Un des survivants du massacre de Bofa ayant coûté la vie à 13 personnes, samedi dernier, Amadou Diallo raconte les minutes de l’exécution de ses compagnons d’infortune.
Ce lieu qu’il avait l’habitude de fréquenter devient, désormais, une zone interdite, depuis le jour de l’exécution.
La forêt de Bofa, Amadou Diallo la connait bien. Depuis plusieurs années, il y exerce. Mais, plus maintenant car il y a vécu l’horreur, samedi dernier, quand 13 de ses compagnons d’infortune ont été froidement abattus sous ses yeux par des hommes armés, assimilés à des combattants du Mouvement des forces démocratiques de la Casamance (Mfdc). Comme tous les jours depuis plusieurs années, samedi, Amadou Diallo s’est réveillé très tôt pour se rendre à son lieu de travail : la forêt de Bofa. A bord de sa bicyclette, il avale les quelques kilomètres qui séparent son domicile sis à Kandialang. C’est dans la commune de Ziguinchor à cette localité devenue à la faveur de l’insécurité, un eldorado pour les trafiquants qui y développent une véritable économie de guerre. Mais, en cours de trajet, Diallo fait une rencontre inhabituelle. Il est intercepté par des hommes armés qui l’obligent à descendre et à les suivre. «J’ai eu vraiment peur. Surtout lorsque quelques centaines de mètres plus loin, je retrouve d’autres prisonniers», raconte cet homme d’une cinquantaine d’années que nous avons retrouvé allongé aux urgences de l’hôpital régional de Ziguinchor. Apparemment détendu pour avoir pris conscience de la clémence et de la maniabilité du destin, Amadou Diallo poursuit son récit : «On était une vingtaine à se retrouver dans cette situation. Les assaillants nous ont arrachés nos vélos, déchaussés avant de nous intimer l’ordre de nous coucher sur le ventre». Jusque-là, l’espoir était permis pour les prisonniers, pris dans l’étau d’une bande armée qui décidera de leur sort.
La sentence tomba quelques moments après quand les rebelles déchargent leurs fusils sur leurs prisonniers. «Quand ils ont commencé à tirer, les gens se sont levés pour tenter de fuir.
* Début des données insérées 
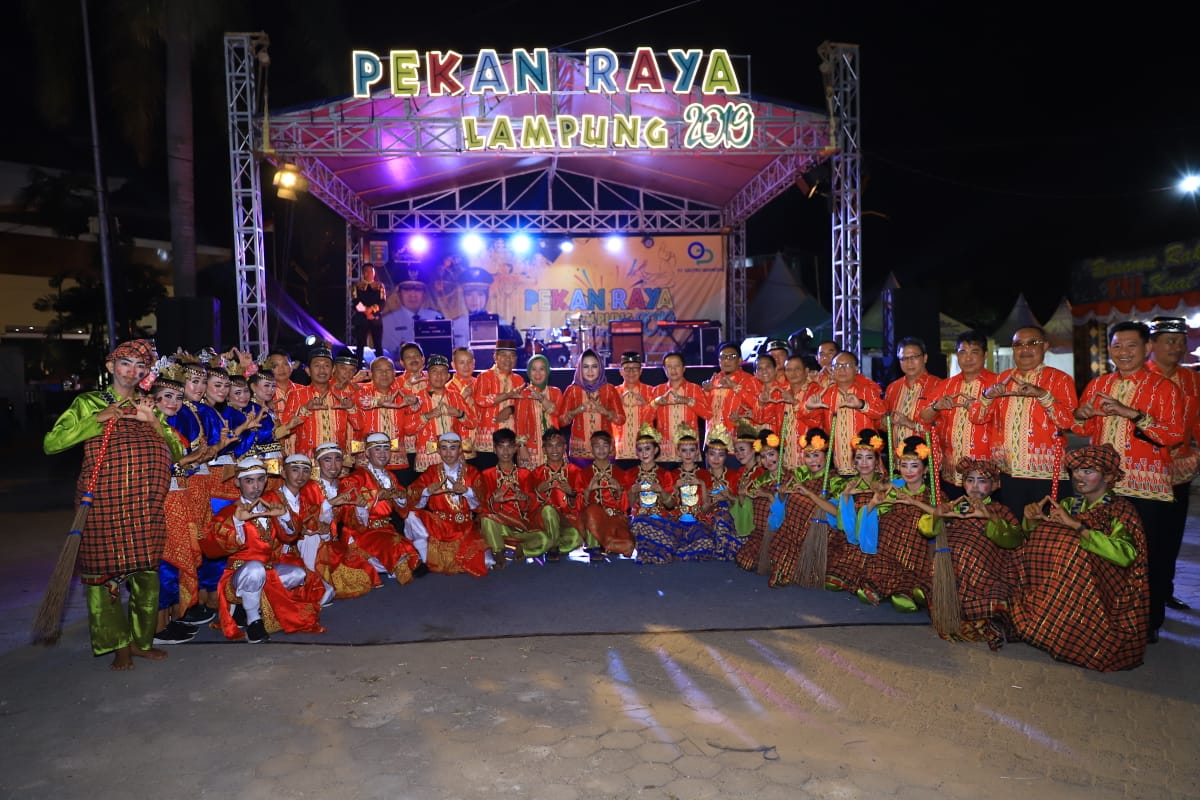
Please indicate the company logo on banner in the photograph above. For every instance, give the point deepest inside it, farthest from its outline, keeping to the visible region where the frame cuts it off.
(569, 295)
(438, 73)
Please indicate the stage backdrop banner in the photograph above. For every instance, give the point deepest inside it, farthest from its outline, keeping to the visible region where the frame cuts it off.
(569, 294)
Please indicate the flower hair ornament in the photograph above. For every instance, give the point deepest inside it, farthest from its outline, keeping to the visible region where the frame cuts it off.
(769, 440)
(874, 443)
(921, 451)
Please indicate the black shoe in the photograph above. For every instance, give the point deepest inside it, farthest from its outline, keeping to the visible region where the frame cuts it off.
(256, 632)
(175, 633)
(198, 615)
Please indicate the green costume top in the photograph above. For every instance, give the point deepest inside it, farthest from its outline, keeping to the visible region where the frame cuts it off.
(1114, 545)
(78, 423)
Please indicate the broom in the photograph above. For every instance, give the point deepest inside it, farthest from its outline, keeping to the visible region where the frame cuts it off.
(945, 607)
(815, 551)
(774, 518)
(48, 621)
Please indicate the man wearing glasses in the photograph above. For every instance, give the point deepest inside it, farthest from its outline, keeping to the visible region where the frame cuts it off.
(1140, 413)
(906, 395)
(732, 391)
(1029, 410)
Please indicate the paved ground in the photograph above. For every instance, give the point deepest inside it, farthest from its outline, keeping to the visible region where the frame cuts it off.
(856, 711)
Beaucoup n’ont pas eu le temps d’aller loin. Ils ont été abattus par les assaillants qui étaient une trentaine», raconte notre interlocuteur. Atteint de deux balles, blessé à la tête et au dos, Diallo donne l’impression d’être mort pour ne pas être achevé. Et c’est après le départ des justiciers, repartis avec l’impression d’avoir exécuté tout le monde, qu’il se leva. «Je suis entré dans la forêt pour tenter de rejoindre la route». Un périple risqué pour un blessé dans une zone où le danger est partout. Mais, il parvient à s’échapper. Une fois sur la route qui mène à Bissau, il embarque à bord d’un taxi clando qui le déposa au camp militaire. Aux urgences du centre hospitalier régional de Ziguinchor, il attire la curiosité. Mais, Amadou Diallo s’en remet à Dieu qui l’a sorti de cet enfer. Il se souvient encore des assaillants, habillés en tenue militaire ou en civil, certains encagoulés avec des perruques comme pour cacher leur identité. «Ils s’adressaient à nous en Diola et faisaient allusion à un accrochage entre les populations et les trafiquants de bois comme pour justifier leur action punitive», raconte-t-il.
Ces hommes armés, ils n’auront plus la chance de rencontrer Amadou Diallo sur leur chemin. Car, l’homme a décidé de tirer définitivement un trait sur son activité. «Pourtant, moi je ne fais que ramasser du bois mort, contrairement à d’autres qui abattent les arbres», se défend-il. Toujours est-il que durant le reste de sa vie, Diallo n’oubliera jamais ces moments qui épousent pour lui les contours d’une rédemption. Mais, ce destin de rescapé d’une journée d’horreur, il la partage avec un autre homme qui était couché à ses côtés au moment du carnage. «C’est le seul qui n’ait pas été blessé. Il était même venu nous rendre visite à l’hôpital», nous révèle Amadou Diallo qui se débarrasse ainsi de son «travail», mais pas des souvenirs de cette tragédie humaine qui endeuille encore une fois la Casamance.